IF-free conception.

K

Keith Thompson

Evgeney Knyazhev said:
#include <algorithm> [...]
printf("Start std::sort\n");
start = clock();
std::sort(array2sort, array2sort+N0fItems);
stop = clock();
printf("std::sort: %ld ticks (%f msec)\n", stop-start, (1000.0*(stop-
start)/CLOCKS_PER_SEC));
[...]

Eveney, seriously, what part of the name "comp.lang.c" do you
not understand? There's an active comp.lang.c++ newsgroup.
Your articles might be considered off-topic there as well, for
different reasons, but why would you post C++ code in a newsgroup
dedicated to discussing C? They're two different languages.
 
Ö

Öö Tiib

[...]
Yes. Or for code-generator that is specially for GPU. It is anyway
worthy idea to discuss ... even with C++ for Windows examples.

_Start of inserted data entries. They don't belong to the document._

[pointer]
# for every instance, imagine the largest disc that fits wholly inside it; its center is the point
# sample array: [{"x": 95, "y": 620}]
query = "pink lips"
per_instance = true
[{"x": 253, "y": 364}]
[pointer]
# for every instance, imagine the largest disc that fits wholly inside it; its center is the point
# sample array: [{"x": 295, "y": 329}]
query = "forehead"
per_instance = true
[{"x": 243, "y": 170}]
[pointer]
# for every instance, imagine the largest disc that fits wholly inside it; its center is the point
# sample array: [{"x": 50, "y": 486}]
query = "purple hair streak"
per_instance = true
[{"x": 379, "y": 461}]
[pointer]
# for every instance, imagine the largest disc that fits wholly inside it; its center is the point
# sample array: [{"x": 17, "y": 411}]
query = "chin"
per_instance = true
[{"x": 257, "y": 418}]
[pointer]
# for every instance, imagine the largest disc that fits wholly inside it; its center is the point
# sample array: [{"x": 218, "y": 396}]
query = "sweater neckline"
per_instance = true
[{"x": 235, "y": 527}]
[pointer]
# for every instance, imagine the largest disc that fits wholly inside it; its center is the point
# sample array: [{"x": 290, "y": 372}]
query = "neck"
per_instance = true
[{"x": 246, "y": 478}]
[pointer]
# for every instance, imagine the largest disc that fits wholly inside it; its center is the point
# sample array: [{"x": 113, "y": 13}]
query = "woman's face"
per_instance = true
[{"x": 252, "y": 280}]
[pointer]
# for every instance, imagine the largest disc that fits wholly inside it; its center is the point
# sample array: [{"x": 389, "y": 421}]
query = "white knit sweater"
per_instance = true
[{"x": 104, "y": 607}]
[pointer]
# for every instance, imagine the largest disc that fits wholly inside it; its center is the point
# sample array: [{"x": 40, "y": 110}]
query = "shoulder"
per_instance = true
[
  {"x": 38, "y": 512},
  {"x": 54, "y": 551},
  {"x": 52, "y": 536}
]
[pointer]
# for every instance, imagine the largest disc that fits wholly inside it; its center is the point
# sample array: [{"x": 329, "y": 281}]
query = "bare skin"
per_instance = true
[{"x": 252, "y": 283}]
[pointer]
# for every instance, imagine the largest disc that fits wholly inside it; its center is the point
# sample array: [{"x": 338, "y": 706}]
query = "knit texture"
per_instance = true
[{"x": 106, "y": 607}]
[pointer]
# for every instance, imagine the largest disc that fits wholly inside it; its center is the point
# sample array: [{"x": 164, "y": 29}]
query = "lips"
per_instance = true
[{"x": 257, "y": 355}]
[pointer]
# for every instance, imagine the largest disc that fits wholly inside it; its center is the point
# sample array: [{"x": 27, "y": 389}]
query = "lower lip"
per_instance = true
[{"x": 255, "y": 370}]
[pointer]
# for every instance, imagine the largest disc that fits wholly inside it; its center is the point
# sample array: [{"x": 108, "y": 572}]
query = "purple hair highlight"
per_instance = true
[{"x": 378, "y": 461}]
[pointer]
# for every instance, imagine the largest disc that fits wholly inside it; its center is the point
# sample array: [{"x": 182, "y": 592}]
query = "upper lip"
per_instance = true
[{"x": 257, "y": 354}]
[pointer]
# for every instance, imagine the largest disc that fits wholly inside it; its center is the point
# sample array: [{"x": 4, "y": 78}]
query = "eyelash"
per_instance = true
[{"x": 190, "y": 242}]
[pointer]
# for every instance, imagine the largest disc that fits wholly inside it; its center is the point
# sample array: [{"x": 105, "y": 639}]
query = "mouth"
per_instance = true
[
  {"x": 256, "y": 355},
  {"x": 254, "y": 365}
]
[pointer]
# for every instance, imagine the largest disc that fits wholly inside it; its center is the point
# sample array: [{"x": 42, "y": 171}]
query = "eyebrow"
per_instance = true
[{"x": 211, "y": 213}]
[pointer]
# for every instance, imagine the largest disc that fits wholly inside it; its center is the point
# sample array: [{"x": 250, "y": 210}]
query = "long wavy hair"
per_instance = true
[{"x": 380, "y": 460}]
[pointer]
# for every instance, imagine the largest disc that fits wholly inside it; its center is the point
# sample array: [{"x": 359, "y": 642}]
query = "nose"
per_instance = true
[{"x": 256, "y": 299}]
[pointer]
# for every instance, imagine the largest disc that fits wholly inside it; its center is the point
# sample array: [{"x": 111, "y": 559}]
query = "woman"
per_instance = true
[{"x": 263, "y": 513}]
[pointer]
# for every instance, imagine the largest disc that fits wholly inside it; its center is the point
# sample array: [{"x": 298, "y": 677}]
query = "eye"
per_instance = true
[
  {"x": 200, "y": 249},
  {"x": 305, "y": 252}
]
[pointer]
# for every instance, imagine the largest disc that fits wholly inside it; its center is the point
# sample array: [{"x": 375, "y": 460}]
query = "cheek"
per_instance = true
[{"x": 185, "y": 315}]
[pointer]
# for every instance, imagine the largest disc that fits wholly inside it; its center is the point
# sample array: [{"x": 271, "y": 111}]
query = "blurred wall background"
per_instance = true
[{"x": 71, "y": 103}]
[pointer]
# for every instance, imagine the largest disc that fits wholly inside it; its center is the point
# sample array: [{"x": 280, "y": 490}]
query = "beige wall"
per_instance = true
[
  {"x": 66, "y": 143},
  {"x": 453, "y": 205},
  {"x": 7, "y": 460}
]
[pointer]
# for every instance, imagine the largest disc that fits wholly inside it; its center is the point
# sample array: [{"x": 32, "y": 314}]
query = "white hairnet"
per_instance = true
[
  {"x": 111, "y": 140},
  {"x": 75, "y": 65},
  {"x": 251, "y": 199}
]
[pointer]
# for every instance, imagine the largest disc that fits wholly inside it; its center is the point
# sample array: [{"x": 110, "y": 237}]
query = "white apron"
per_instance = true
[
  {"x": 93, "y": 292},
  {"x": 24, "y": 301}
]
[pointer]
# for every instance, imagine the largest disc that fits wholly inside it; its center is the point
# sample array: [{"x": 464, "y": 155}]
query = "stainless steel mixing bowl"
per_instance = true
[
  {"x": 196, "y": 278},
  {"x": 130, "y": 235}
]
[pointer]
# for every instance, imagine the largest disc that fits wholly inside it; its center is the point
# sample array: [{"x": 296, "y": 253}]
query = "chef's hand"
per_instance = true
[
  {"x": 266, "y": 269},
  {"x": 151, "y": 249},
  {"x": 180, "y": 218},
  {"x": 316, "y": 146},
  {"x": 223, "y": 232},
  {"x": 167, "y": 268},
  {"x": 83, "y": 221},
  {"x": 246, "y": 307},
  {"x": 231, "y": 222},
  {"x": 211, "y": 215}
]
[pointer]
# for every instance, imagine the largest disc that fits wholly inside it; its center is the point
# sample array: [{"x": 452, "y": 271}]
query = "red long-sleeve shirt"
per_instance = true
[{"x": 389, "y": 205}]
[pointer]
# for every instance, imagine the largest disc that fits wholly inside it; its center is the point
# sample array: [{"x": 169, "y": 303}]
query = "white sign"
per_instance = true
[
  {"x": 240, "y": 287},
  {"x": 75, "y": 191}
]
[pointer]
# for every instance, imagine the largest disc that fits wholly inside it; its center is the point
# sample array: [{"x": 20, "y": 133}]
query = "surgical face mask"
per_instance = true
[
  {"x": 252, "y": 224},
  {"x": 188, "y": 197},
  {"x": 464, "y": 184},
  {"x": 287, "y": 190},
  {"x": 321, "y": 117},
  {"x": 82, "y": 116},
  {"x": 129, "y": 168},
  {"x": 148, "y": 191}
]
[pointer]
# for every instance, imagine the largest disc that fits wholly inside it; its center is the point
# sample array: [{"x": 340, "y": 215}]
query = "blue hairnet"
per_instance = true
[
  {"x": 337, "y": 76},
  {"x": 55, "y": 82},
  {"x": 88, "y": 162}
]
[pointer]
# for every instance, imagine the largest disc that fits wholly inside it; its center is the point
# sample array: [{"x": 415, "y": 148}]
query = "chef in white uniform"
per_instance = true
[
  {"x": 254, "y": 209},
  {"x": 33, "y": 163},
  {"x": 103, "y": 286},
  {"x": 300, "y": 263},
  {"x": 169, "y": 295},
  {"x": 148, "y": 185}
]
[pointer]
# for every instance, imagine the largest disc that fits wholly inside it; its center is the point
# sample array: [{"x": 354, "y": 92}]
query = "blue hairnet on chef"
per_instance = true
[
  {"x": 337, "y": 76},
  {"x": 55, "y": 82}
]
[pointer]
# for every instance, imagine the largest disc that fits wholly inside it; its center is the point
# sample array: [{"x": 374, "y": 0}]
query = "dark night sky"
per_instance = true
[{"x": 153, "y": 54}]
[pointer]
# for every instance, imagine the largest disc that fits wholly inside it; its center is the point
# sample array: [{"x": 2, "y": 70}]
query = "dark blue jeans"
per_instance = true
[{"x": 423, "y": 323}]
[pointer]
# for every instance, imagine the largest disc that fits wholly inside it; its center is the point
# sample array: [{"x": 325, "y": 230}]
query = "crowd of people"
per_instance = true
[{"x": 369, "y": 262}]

Examples using Windows-specific C++ code may well be worthy of
discussion -- but not here, please.

Most of his code is written in C. C++ is used to compare timings with
C++ standard library. Parts of C++ standard library work more
efficiently than anything in standard C ... so dodging such benchmarks
equals hiding your head under sand.
 
K

Keith Thompson

Evgeney Knyazhev said:
Ian, you say about qsort? :D qsort can be faster than heap-sort, but
qsort ain't stable -- some data throws it to quadratic. i'm supporter
of stable sorts :D

C's qsort function doesn't necessarily use the QuickSort algorithm.
 
K

Keith Thompson

Öö Tiib said:
[...]
Yes. Or for code-generator that is specially for GPU. It is anyway
worthy idea to discuss ... even with C++ for Windows examples.

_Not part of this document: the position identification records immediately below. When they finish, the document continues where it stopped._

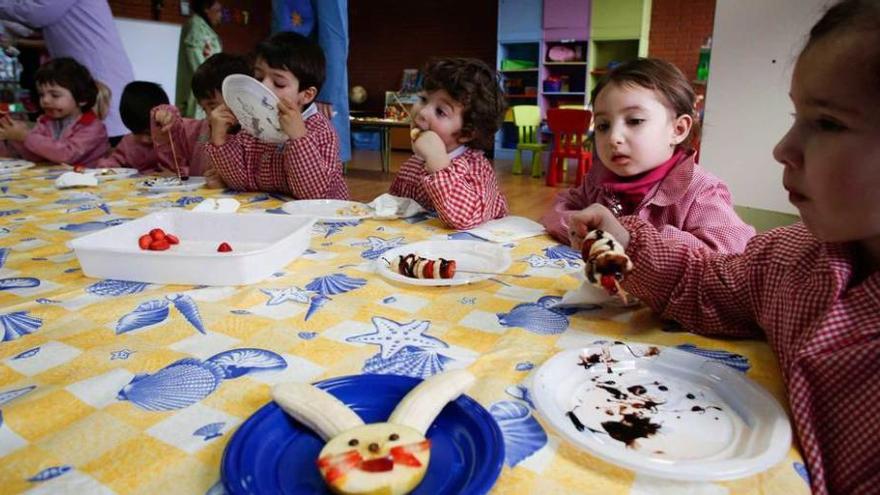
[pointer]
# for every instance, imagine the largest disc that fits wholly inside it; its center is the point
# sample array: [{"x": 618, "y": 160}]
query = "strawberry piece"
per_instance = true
[
  {"x": 609, "y": 283},
  {"x": 160, "y": 245},
  {"x": 378, "y": 465}
]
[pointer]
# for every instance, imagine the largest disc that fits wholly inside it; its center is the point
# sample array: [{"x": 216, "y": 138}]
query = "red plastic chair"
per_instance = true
[{"x": 569, "y": 128}]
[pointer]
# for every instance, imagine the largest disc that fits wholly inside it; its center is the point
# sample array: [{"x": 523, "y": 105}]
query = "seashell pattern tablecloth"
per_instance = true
[{"x": 109, "y": 386}]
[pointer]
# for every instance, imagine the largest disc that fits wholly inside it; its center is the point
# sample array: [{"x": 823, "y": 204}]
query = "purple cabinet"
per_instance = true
[{"x": 566, "y": 19}]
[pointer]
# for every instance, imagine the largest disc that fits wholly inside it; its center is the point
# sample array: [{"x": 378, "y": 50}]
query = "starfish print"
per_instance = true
[
  {"x": 121, "y": 354},
  {"x": 282, "y": 295},
  {"x": 392, "y": 336}
]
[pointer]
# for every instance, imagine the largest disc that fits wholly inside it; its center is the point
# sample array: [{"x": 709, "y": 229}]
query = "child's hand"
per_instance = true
[
  {"x": 12, "y": 130},
  {"x": 595, "y": 217},
  {"x": 430, "y": 147},
  {"x": 221, "y": 120},
  {"x": 291, "y": 119},
  {"x": 212, "y": 179}
]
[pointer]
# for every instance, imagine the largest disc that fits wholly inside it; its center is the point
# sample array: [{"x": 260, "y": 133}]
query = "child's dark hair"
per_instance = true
[
  {"x": 473, "y": 84},
  {"x": 209, "y": 77},
  {"x": 660, "y": 76},
  {"x": 297, "y": 54},
  {"x": 850, "y": 15},
  {"x": 198, "y": 7},
  {"x": 138, "y": 98},
  {"x": 71, "y": 75}
]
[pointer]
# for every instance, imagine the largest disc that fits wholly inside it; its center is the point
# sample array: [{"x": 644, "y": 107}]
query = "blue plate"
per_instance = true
[{"x": 273, "y": 453}]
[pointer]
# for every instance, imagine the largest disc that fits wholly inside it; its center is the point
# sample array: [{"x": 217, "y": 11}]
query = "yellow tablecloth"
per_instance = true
[{"x": 76, "y": 419}]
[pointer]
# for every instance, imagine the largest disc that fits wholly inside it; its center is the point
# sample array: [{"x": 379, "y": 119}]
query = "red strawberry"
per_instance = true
[
  {"x": 378, "y": 465},
  {"x": 159, "y": 245}
]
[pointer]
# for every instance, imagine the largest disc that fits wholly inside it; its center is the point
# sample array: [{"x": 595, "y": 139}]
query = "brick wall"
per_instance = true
[
  {"x": 387, "y": 36},
  {"x": 678, "y": 29},
  {"x": 236, "y": 38}
]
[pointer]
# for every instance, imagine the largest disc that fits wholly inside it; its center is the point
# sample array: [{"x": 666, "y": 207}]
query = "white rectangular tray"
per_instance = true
[{"x": 262, "y": 244}]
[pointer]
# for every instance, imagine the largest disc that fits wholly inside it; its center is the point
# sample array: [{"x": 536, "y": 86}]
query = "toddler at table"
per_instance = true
[
  {"x": 459, "y": 110},
  {"x": 189, "y": 136},
  {"x": 813, "y": 288},
  {"x": 307, "y": 164},
  {"x": 644, "y": 125},
  {"x": 135, "y": 150},
  {"x": 68, "y": 131}
]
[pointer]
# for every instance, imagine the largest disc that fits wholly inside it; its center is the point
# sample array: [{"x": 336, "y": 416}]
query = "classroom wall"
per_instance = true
[
  {"x": 236, "y": 38},
  {"x": 678, "y": 29},
  {"x": 387, "y": 36},
  {"x": 755, "y": 43}
]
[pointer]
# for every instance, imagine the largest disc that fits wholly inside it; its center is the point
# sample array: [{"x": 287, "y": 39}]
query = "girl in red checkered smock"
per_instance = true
[
  {"x": 459, "y": 110},
  {"x": 811, "y": 289},
  {"x": 644, "y": 122}
]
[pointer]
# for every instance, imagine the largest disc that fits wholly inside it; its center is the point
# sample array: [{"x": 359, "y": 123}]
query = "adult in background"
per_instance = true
[
  {"x": 84, "y": 31},
  {"x": 327, "y": 22},
  {"x": 198, "y": 41}
]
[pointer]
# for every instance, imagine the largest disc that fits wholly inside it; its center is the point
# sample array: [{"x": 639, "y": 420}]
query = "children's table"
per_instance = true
[{"x": 92, "y": 401}]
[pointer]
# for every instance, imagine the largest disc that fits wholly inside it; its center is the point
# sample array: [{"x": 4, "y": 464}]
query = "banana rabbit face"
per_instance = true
[
  {"x": 375, "y": 458},
  {"x": 380, "y": 458}
]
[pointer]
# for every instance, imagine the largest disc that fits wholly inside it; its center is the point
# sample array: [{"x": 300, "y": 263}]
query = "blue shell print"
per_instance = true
[
  {"x": 409, "y": 361},
  {"x": 10, "y": 395},
  {"x": 337, "y": 283},
  {"x": 18, "y": 324},
  {"x": 239, "y": 362},
  {"x": 523, "y": 436},
  {"x": 112, "y": 287},
  {"x": 49, "y": 473},
  {"x": 735, "y": 361},
  {"x": 178, "y": 385},
  {"x": 187, "y": 307},
  {"x": 210, "y": 430},
  {"x": 147, "y": 313},
  {"x": 27, "y": 354},
  {"x": 18, "y": 283}
]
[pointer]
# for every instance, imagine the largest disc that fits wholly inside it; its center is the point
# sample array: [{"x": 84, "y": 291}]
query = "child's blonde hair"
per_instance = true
[{"x": 102, "y": 102}]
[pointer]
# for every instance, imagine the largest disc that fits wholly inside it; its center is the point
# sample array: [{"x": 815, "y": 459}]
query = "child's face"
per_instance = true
[
  {"x": 831, "y": 154},
  {"x": 437, "y": 111},
  {"x": 209, "y": 104},
  {"x": 635, "y": 131},
  {"x": 57, "y": 102},
  {"x": 284, "y": 84}
]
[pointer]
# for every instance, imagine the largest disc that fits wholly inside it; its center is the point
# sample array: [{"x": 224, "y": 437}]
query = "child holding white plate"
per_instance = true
[{"x": 307, "y": 164}]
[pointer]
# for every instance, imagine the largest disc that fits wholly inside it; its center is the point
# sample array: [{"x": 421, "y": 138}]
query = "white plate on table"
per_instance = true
[
  {"x": 104, "y": 174},
  {"x": 477, "y": 256},
  {"x": 328, "y": 210},
  {"x": 9, "y": 166},
  {"x": 662, "y": 411},
  {"x": 261, "y": 245},
  {"x": 171, "y": 184},
  {"x": 255, "y": 106}
]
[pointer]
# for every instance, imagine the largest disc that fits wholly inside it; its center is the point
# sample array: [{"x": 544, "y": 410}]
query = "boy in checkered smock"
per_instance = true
[{"x": 459, "y": 110}]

Examples using Windows-specific C++ code may well be worthy of
discussion -- but not here, please.

Most of his code is written in C.

All of his code is written in C++. (Most of it is written in the common
subset of the two languages.)
C++ is used to compare timings with
C++ standard library. Parts of C++ standard library work more
efficiently than anything in standard C ... so dodging such benchmarks
equals hiding your head under sand.

I'm not hiding my head anywhere. I'm not saying the comparisons aren't
useful or interesting, merely that if they're not about C, they belong
somewhere other than comp.lang.c.
 
Ö

Öö Tiib

Öö Tiib said:
[...]
Yes. Or for code-generator that is specially for GPU. It is anyway
worthy idea to discuss ... even with C++ for Windows examples.

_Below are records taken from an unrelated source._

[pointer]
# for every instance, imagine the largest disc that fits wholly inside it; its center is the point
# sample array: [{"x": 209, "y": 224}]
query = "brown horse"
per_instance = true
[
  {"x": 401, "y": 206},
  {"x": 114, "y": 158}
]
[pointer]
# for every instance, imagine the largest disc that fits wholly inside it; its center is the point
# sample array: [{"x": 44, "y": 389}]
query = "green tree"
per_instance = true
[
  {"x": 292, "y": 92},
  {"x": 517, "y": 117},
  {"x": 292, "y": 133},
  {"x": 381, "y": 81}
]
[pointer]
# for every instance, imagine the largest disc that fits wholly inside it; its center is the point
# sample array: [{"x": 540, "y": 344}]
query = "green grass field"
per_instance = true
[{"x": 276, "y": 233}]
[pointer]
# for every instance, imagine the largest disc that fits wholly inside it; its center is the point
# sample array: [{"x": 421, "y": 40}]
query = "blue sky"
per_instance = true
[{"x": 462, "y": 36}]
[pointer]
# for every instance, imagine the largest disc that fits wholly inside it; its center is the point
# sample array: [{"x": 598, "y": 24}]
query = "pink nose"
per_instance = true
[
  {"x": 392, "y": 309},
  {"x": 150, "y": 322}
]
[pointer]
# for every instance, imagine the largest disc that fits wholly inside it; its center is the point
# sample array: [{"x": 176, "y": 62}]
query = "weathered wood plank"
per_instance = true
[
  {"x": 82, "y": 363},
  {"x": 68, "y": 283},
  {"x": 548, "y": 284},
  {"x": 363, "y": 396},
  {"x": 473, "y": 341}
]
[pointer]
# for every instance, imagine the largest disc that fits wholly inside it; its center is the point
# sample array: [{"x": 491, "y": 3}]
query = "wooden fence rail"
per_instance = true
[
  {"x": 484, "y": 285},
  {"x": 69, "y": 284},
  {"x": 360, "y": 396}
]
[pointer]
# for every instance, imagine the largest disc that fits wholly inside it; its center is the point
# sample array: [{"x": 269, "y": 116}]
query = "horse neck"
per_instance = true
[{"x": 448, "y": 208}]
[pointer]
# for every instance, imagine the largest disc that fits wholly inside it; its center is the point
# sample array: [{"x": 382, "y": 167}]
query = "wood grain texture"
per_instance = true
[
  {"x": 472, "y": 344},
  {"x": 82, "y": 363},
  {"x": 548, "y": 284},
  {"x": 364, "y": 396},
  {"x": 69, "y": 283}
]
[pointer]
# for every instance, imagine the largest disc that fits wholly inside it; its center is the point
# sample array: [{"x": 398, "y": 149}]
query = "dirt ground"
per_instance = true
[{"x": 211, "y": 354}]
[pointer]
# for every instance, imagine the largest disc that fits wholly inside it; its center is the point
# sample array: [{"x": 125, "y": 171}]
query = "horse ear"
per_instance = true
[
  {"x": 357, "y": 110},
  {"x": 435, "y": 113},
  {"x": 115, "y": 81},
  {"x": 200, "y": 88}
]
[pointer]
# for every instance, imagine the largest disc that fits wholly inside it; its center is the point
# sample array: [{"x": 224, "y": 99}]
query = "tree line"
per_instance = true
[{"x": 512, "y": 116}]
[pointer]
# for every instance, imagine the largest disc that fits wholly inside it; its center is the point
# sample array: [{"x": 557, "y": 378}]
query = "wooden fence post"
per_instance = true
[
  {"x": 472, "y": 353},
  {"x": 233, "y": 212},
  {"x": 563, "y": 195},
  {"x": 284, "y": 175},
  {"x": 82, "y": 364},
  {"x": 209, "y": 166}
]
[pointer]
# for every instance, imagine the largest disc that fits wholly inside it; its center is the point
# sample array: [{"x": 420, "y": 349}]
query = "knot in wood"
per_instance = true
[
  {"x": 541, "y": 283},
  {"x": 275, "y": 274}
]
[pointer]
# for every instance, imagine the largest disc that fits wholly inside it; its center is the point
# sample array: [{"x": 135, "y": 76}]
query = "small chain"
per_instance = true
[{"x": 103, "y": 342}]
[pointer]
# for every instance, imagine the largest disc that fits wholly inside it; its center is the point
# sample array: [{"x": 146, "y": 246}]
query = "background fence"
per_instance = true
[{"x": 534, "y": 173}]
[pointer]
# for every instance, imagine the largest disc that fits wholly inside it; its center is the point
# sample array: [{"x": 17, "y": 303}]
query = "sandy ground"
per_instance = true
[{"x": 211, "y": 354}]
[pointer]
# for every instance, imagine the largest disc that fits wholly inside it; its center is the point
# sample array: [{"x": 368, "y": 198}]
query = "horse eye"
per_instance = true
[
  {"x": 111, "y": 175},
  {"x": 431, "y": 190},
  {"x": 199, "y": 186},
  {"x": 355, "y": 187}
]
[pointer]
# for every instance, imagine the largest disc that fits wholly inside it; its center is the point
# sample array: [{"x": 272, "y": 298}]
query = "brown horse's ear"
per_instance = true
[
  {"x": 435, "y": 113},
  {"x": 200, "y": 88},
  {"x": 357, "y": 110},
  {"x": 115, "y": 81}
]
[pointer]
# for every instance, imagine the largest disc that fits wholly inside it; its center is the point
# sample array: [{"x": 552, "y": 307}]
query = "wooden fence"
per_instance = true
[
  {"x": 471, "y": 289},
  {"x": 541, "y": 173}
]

Examples using Windows-specific C++ code may well be worthy of
discussion -- but not here, please.
Most of his code is written in C.

All of his code is written in C++. (Most of it is written in the common
subset of the two languages.)

We seem to say the same thing? The original work that he compares with C++
standard library is useful as C (being common subset between the languages)..
I'm not hiding my head anywhere.

I did not say that you hide. It was metaphor.
I'm not saying the comparisons aren't
useful or interesting, merely that if they're not about C, they belong
somewhere other than comp.lang.c.

He is about C. Performance is very important for C. Attempts to
write C that competes well with other well-performers belongs exactly
to comp.lang.c. The whole point of his work is to achieve well-performing
C code by reducing if() branches. Why it is wrong in comp.lang.c?
 
B

Ben Bacarisse

<snip rest of C++ program>

Before you post in comp.lang.c++ you might want to correct the program.
As I said before, it accesses the array outside of the array bounds.
Its behaviour is undefined so the timing is, for the moment, irrelevant.
 
B

Ben Bacarisse

Evgeney Knyazhev said:
Shao, Thanks for reply. i've shared code for people to test solution
in different environments. Actually, last variant of no-if heap-sort
wins classic heap-sort in my case. qsort runs faster about 2X-4X.

It still contains a bug, though.
 
E

Evgeney Knyazhev

<snip rest of C++ program>



Before you post in comp.lang.c++ you might want to correct the program.

As I said before, it accesses the array outside of the array bounds.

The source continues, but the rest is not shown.